In this country, where we are used to discussions about motherhood focusing largely on lifestyle choices (stay-at-home v working mothers; breastfeeding v formula; yummy v slummy mummies), it's easy to forget that for women in large parts of the world, having a child is literally a matter of life or death.

When I was pregnant I lost count of the number of people who tried to reassure me about the daunting prospect of labour by saying: "It's the most natural thing in the world - women in Africa just squat down and give birth in the fields then go right back to work". Or similar.

Quite apart from being not very reassuring and pretty offensive, this picture just isn't true. The World Health Organisation says that complications during pregnancy and childbirth are one of the leading causes of death and disability among women of reproductive age in developing countries. Most women who die while pregnant or after having a termination (99 per cent in 2008) live in developing countries, mainly in sub-Saharan Africa and South Asia.

This is a matter of fierce debate in New York this week, where world leaders are gathered at a UN summit to discuss progress towards the eight millennium development goals – a set of targets aimed at reducing global poverty which were agreed in 2000 with a deadline of 2015.

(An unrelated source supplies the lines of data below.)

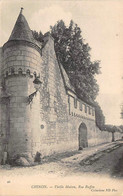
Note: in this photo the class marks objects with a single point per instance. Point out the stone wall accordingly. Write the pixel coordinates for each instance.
(0, 106)
(19, 64)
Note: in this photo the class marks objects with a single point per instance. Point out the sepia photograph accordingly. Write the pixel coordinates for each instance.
(61, 98)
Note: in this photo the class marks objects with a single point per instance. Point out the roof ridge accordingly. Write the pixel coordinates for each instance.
(21, 30)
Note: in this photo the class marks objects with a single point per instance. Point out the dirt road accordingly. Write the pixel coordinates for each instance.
(103, 160)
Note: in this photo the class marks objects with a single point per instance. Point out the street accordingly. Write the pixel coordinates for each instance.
(103, 160)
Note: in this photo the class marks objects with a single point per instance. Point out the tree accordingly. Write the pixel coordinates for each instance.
(74, 55)
(38, 36)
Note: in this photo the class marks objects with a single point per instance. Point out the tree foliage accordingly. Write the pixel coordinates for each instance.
(74, 55)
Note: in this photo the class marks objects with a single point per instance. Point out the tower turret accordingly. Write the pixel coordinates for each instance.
(21, 64)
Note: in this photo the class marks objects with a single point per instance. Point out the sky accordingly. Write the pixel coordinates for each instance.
(101, 22)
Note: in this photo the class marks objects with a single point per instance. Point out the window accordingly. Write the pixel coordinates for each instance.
(19, 71)
(12, 70)
(75, 102)
(80, 106)
(89, 110)
(92, 112)
(85, 109)
(28, 72)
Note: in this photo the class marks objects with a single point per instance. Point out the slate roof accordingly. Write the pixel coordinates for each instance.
(21, 30)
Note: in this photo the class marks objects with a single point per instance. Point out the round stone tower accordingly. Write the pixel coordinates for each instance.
(21, 66)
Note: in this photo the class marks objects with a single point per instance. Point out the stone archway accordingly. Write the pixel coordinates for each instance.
(83, 140)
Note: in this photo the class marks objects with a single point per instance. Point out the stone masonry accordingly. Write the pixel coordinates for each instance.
(46, 121)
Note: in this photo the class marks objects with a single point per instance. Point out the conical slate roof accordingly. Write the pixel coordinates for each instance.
(21, 30)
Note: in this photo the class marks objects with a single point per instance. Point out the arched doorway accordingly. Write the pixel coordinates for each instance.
(83, 140)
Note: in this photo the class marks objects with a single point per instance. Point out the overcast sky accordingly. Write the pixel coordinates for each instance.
(101, 23)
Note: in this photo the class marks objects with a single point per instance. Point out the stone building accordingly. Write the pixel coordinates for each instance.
(39, 109)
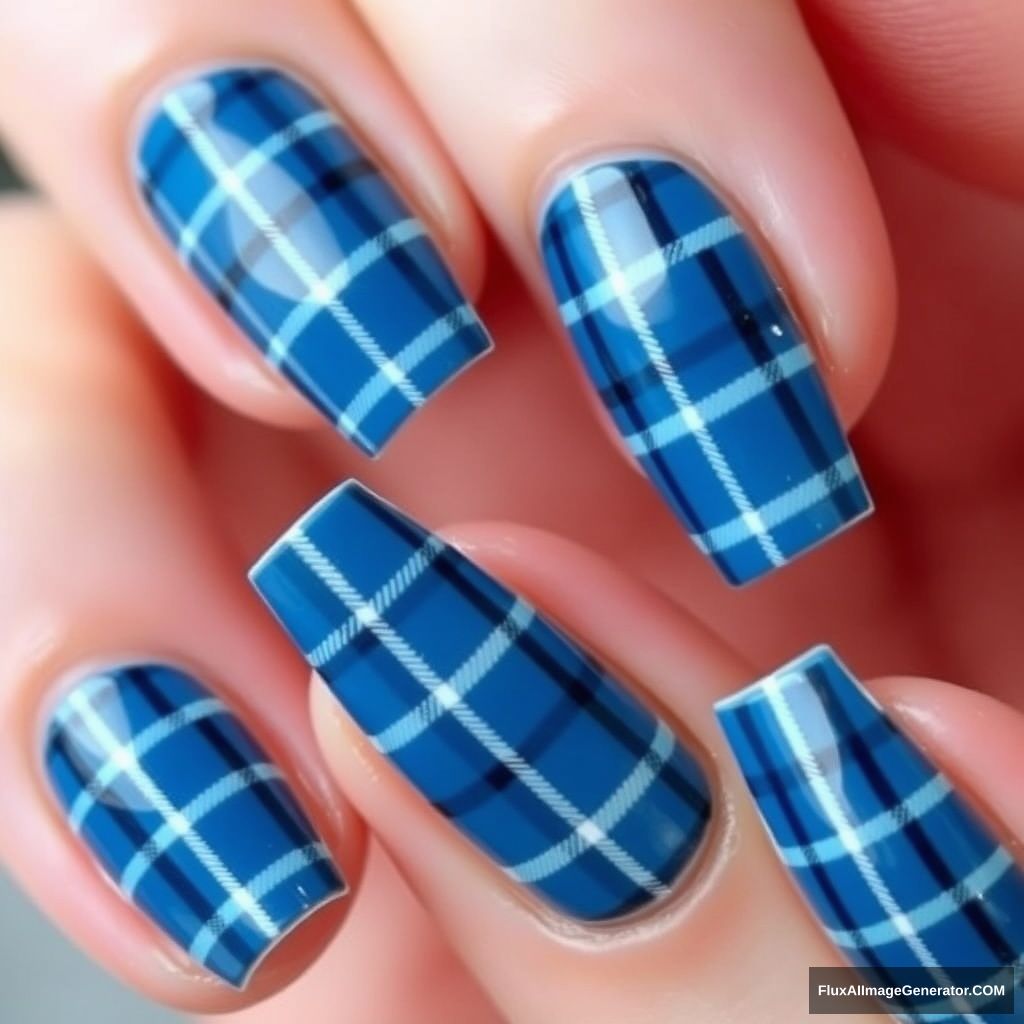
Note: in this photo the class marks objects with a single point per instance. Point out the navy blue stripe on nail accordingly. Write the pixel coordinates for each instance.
(689, 343)
(513, 733)
(274, 207)
(898, 867)
(186, 815)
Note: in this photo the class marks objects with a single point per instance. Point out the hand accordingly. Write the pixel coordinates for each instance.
(134, 501)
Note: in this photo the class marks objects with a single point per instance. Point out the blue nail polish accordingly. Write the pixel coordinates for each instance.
(186, 815)
(702, 367)
(898, 868)
(532, 751)
(295, 231)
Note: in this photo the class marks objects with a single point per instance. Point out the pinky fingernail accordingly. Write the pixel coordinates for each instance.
(895, 863)
(186, 815)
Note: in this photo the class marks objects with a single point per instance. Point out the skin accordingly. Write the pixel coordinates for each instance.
(134, 500)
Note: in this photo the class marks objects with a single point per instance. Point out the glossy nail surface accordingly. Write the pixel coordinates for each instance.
(186, 815)
(896, 865)
(538, 755)
(699, 361)
(273, 206)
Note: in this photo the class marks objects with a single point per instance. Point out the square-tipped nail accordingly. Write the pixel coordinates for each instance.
(541, 758)
(701, 365)
(278, 211)
(896, 865)
(186, 815)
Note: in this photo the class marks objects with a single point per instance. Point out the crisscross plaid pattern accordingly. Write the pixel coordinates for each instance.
(294, 230)
(701, 365)
(504, 725)
(186, 815)
(899, 869)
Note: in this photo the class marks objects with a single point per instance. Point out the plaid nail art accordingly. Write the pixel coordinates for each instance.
(700, 364)
(896, 865)
(295, 231)
(186, 815)
(513, 733)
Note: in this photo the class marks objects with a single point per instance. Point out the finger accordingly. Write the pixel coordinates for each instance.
(678, 180)
(941, 79)
(612, 860)
(498, 721)
(172, 814)
(902, 866)
(270, 145)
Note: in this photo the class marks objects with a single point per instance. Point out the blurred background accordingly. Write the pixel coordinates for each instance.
(43, 978)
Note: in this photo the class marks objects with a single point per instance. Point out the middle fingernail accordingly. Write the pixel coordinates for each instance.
(279, 212)
(539, 756)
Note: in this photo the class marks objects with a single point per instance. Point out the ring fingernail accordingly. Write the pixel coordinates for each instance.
(701, 365)
(186, 815)
(273, 206)
(539, 756)
(895, 863)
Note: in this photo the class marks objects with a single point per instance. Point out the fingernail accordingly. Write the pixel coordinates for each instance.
(692, 348)
(278, 211)
(186, 815)
(893, 861)
(532, 751)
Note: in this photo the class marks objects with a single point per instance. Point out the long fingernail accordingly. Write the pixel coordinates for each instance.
(539, 756)
(186, 815)
(705, 370)
(270, 202)
(897, 866)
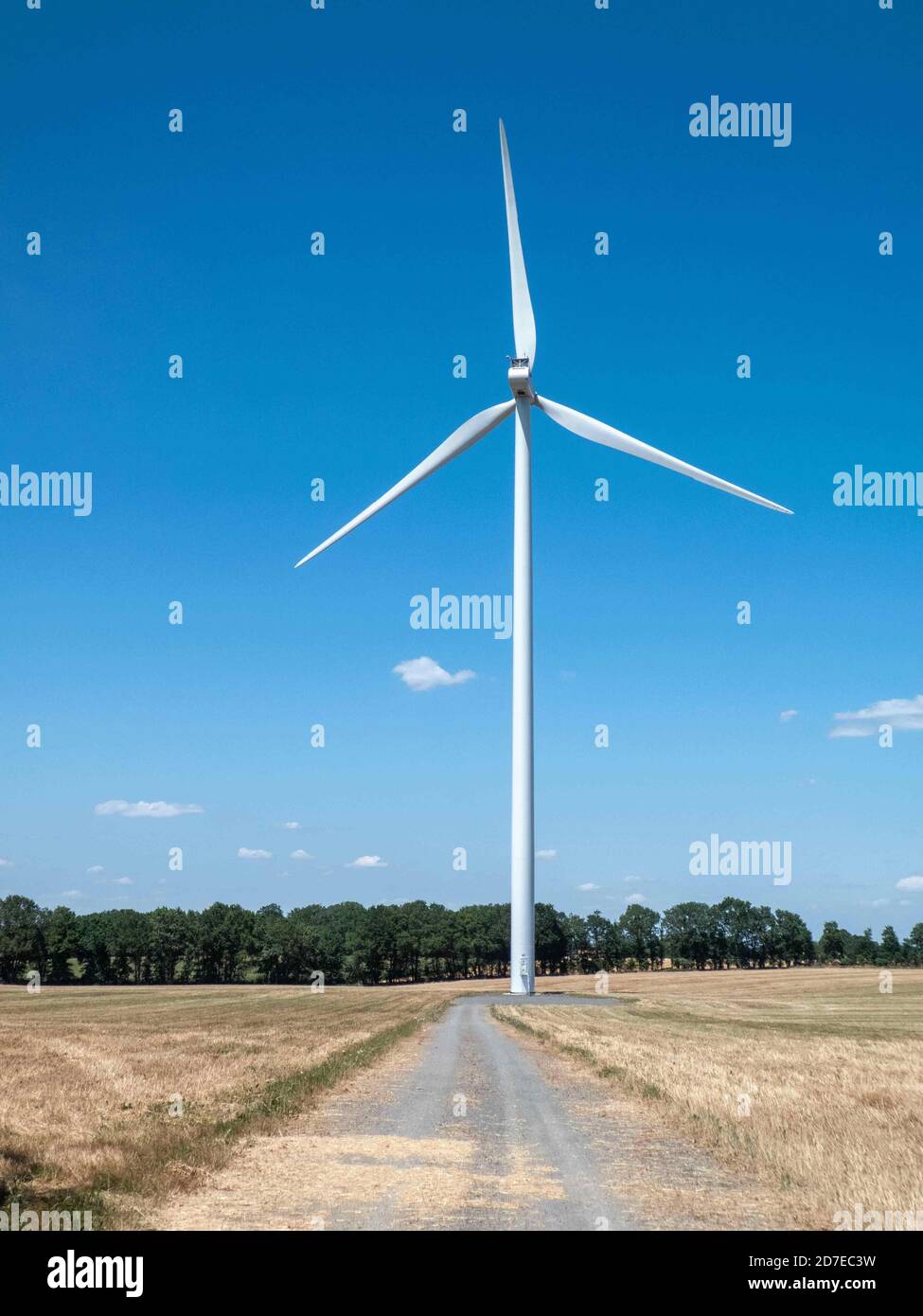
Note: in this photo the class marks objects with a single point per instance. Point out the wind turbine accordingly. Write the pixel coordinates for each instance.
(524, 398)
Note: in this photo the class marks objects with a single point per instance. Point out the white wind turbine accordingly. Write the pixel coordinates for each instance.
(522, 937)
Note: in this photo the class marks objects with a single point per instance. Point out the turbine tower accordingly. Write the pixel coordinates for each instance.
(524, 398)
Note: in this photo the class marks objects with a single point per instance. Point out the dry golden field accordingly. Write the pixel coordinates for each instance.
(88, 1076)
(808, 1079)
(811, 1080)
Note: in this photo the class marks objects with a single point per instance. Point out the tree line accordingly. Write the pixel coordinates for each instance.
(413, 942)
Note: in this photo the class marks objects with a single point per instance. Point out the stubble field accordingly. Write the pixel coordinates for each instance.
(810, 1080)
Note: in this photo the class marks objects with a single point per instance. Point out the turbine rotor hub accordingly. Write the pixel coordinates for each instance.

The goals include reducing maternal mortality by three quarters, as well as achieving universal access to reproductive healthcare, halving extreme poverty, halting the spread of HIV/AIDS, providing universal primary education and ending gender discrimination in education. Progress has been mixed, with action on maternal mortality being particularly slow.

Development charities have argued for years that women hold the key to ending global poverty. The fact is that you cannot improve children's nutrition, make sure they get vaccinated, ensure they go to school and improve their standards of living without making sure their mothers survive bringing them into the world.

So it is heartening that the summit looks likely to endorse the UN secretary general Ban Ki-Moon's strategy of focusing on the health of women and their young children as a way of meeting the goals. His rationale is simple: mothers, on the whole, are the ones who will make sure their children are looked after above and beyond anything else.

Despite our understandable trepidation, pregnant women in the UK can go into labour safe in the knowledge that skilled people will do everything they can to make sure their baby is delivered safely and that, if there are complications, both they and their babies will have the medical attention they need. Women in large parts of the world do not have that luxury. As the former prime minister's wife Sarah Brown put it in an interview with The Guardian at the weekend: "There is an African proverb that a pregnant woman has one foot in the grave. This is the biggest health gap in the world today – and one of the greatest injustices."